About one half of high-mass X-ray binaries host a Be star [an OB star with a viscous decretion (slowly outflowing) disk]. These Be/X-ray binaries exhibit two types of X-ray outbursts (Stella et al. 1986), normal X-ray outbursts (LX~1036−37 erg s−1) and occasional giant X-ray outbursts (LX > 1037 erg s−1). The origin of giant X-ray outbursts is unknown. On the other hand, a half of gamma-ray binaries have a Be star as the optical counterpart. One of these systems [LS I +61 303 (Porb = 26.5 d)] shows the superorbital (1,667 d) modulation in radio through X-ray bands. No consensus has been obtained for its origin. In this paper, we study a possibility that both phenomena are caused by a long-term, cyclic evolution of a highly misaligned Be disk under the influence of a compact object, by performing 3D hydrodynamic simulations. We find that the Be disk cyclically evolves in mildly eccentric, short-period systems. Each cycle consists of the following stages:

1. 1) As the Be disk grows with time, the initially circular disk becomes eccentric by the Kozai-Lidov mechanism.

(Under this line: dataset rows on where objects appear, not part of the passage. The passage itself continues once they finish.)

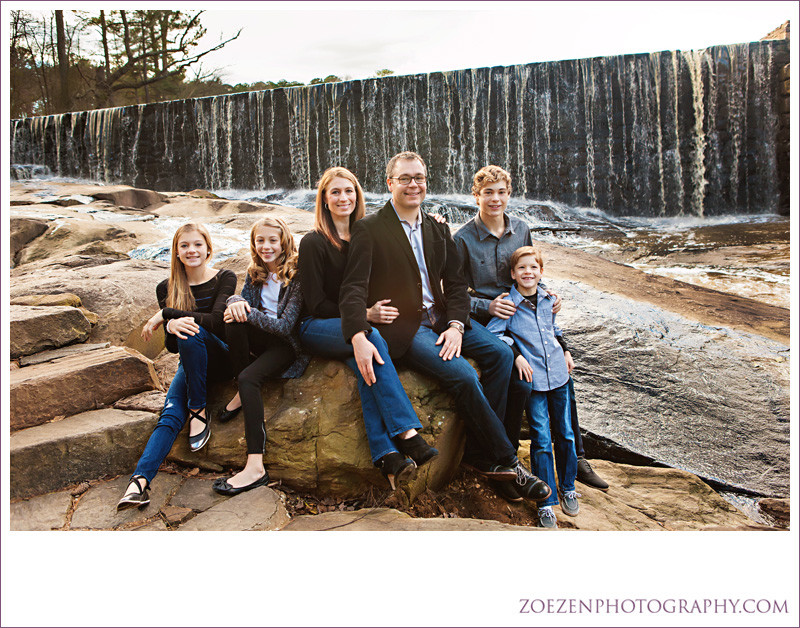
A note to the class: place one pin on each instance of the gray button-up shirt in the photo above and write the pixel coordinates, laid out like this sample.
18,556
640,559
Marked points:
486,259
533,332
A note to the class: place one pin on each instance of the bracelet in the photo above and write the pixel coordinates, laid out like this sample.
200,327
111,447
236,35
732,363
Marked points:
458,325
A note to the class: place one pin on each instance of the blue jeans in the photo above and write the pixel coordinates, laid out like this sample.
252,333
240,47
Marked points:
386,408
202,357
550,411
479,403
518,393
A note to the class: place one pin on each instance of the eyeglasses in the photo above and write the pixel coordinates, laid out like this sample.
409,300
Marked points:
405,179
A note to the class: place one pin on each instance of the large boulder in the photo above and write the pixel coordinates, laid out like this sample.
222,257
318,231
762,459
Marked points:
316,440
659,387
122,293
77,383
37,328
79,448
23,231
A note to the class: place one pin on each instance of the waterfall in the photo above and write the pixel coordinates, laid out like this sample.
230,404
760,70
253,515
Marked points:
666,133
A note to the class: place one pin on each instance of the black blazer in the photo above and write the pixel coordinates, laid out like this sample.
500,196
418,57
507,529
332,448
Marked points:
381,265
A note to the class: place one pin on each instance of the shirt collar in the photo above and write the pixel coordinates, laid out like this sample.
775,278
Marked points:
416,222
517,298
483,231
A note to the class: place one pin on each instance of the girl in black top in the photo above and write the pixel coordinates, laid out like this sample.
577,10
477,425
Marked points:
192,304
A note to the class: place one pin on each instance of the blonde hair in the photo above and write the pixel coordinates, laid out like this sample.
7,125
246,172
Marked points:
406,155
287,262
323,221
489,175
522,252
179,293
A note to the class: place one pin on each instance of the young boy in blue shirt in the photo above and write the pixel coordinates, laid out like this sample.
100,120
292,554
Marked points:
543,361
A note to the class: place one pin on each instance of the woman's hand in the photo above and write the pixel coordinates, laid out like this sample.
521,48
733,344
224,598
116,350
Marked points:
524,369
382,314
151,325
364,352
183,327
236,312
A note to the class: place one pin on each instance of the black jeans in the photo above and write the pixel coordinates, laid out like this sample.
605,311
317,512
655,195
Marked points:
518,392
273,356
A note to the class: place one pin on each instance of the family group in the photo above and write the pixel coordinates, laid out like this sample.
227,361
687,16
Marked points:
373,291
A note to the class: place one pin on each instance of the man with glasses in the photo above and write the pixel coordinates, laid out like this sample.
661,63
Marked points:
401,256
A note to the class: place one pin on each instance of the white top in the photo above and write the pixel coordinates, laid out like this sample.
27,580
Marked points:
269,295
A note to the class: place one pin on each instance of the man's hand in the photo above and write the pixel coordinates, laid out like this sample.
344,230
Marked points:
382,314
236,312
364,352
502,307
183,327
451,341
557,304
151,325
524,369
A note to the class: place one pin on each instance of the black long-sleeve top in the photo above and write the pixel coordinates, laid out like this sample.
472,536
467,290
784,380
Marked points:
209,297
321,266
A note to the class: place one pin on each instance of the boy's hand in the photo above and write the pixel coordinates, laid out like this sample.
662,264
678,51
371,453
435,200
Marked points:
557,304
381,313
502,307
524,369
364,352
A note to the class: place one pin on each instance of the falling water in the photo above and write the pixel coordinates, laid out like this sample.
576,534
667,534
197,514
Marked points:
667,133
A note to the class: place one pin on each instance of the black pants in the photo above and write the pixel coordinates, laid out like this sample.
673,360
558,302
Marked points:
273,356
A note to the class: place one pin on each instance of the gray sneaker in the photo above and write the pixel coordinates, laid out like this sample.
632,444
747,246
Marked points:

2. 2) At some point, the disk is tidally torn off near the base and starts precession.

3. 3) Due to precession, a gap opens between the disk base and mass ejection region, which allows the formation of a new disk in the stellar equatorial plane (see Figure 1).

4. 4) The newly formed disk finally replaces the precessing old disk. Such a cyclic disk evolution has interesting implications for the long-term behavior of high energy emission in Be/X-ray and gamma-ray binaries.